Finally we made it. On the last day of the week Archibald managed to join his line of classmates on the frosty playground just before the bell rang. Fifth time lucky. I left him, tartan scarf dragging and knitted tea-cosy hat with its pompom shedding scraps of bright red wool in an incongruously festive trail around a sullen little face.
The whippet, however, once roused from her post-breakfast nap, was full of the joys of spring. She chose a patch of bergenias on the edge the lane for her first stop. The sky was bright, cold and clear, and the verges seemed to be full of interesting smells. The birds seem invigorated too – there has been noticeably more choral work in the mornings and quite a busy promenade along the beams of the de-glassed glasshouse and the bare trunks of the vine. The newly pruned fruit trees below the village look neat as a pin and ready to burst forth.
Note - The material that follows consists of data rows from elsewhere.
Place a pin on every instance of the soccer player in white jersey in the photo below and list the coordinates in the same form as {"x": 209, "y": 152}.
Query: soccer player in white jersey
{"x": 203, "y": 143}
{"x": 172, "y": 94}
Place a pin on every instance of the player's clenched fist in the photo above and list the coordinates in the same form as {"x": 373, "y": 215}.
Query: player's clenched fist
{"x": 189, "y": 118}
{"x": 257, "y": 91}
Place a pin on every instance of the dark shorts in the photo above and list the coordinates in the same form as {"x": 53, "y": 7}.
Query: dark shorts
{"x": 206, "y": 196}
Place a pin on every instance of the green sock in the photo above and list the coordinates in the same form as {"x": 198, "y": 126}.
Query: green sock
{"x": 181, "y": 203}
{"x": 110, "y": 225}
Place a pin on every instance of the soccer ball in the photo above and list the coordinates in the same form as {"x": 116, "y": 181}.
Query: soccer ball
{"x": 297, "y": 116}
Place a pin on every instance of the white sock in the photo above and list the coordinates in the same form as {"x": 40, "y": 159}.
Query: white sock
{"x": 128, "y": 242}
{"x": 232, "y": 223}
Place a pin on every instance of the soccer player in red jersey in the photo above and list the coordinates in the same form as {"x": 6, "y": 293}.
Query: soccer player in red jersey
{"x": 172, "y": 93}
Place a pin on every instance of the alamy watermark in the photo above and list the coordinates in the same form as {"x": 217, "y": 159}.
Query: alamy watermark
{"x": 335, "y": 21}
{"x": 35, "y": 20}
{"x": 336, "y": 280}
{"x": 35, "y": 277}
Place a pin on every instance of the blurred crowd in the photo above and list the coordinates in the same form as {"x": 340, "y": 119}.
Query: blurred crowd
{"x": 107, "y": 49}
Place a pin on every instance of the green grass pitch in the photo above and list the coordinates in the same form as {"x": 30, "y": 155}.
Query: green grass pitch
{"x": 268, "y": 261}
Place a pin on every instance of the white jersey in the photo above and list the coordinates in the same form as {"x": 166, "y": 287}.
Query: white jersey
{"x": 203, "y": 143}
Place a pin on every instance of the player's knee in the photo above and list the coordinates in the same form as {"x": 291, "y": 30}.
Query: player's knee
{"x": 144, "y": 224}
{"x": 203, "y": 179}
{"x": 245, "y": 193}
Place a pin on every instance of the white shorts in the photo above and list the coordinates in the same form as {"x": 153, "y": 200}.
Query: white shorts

A curious robin came to watch me as I pruned the hydrangea down to the just-burgeoning lower buds, last summer’s petals falling like confetti. Already beneath my feet fat green shoots were pushing up through the mulch; I’ve forgotten whether they are tulips or hyacinths, but this mystery only fuels the anticipation. Something has tried to dig up the bulbs from a large pot by the door – last year’s tulips, which I found sprouting in a box last autumn. Squirrels or children…? I’ve been making regular tours of the hellebores I planted out last year, waiting for a show, but it has so far been muted – one or two slightly nibbled flowers. Perhaps they need more time to settle in. Or was I supposed to remove all last year’s leaves? This seemed a bit extreme when there is so little greenery left in the garden.
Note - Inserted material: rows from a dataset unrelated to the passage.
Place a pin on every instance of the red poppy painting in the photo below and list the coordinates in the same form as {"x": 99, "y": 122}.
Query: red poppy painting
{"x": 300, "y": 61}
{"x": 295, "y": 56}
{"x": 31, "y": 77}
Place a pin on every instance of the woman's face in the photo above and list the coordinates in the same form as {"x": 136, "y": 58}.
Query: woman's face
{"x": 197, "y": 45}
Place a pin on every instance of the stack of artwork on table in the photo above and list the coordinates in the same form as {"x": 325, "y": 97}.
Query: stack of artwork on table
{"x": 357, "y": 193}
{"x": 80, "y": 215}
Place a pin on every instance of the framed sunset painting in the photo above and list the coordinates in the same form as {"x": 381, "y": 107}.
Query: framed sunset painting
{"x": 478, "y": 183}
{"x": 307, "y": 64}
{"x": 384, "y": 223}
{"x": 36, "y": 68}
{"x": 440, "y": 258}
Inspired by all the pictures of frosted topiary and other exhortations to create structure in one’s garden I attempted to ‘shape’ a small holm oak that had seeded itself some years ago, aiming for a lollipop effect. I am fairly pleased with the result although only time will tell whether it thrives after its haircut. Likewise my efforts at training the espalier apples and pears along the wall behind the vegetable patch; since they were first planted and tied in professionally none of the subsequent twigs seems to want to grow in the direction I desire. At least I have gained – I hope – a head start on the aphids that decimated them last summer by applying a winter wash.
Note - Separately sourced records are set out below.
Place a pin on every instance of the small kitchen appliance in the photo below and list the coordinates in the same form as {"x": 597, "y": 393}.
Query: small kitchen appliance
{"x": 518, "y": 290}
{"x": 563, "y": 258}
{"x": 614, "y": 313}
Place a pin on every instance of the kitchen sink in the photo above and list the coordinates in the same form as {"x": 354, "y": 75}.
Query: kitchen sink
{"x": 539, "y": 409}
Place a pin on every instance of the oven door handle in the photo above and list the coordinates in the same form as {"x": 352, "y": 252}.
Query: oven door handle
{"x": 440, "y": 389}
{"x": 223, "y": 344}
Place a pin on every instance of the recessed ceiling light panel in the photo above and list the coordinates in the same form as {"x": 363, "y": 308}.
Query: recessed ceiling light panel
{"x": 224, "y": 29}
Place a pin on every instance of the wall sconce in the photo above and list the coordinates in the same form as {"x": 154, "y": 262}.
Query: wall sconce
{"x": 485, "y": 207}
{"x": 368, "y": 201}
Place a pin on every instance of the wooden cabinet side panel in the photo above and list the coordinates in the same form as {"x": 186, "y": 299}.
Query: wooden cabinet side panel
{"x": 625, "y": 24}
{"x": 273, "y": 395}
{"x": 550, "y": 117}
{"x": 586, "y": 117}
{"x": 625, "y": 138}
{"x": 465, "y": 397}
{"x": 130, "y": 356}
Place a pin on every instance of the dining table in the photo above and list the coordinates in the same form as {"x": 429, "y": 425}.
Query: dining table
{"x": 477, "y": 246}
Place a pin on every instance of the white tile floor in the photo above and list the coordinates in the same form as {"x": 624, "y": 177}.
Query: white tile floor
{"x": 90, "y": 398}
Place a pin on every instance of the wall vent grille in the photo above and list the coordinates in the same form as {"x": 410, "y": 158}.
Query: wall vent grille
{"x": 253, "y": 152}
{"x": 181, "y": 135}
And then there are the snowdrops. Every garden magazine and Sunday supplement article is full of them, because to be fair there are only limited plants to rave about in February. We have a small crowd here – just the bog-standard Galanthus nivalis as far as I know – huddled under a hazel tree just to the left of the driveway. I made a half-hearted attempt to split a few clumps last year, hoping to encourage them to spread outwards under the canopy of the hazel; being the first time I had attempted this I thought it would be foolish to spend too much time on it if my efforts were simply to kill off the little chaps rather than multiply them. So I am delighted that they appear to have survived – there are numerous lonely singletons nodding their pretty white heads. I can understand why people become devoted galanthophiles. Snowdrops are so delicate, elegant and pure in their restrained palette of green and white – and their appearance amongst the frost and the brown skeletons of winter cannot fail to bring joy. However, I am determined to resist this new potential obsession, as the children would surely stamp on the most special of cultivars and I don’t need any more garden-related distress (the whippet’s violent pursuit of squirrels has been quite emotionally draining). But if I come across a Galanthus ‘Grumpy’ I might be tempted – I think Archibald would appreciate it.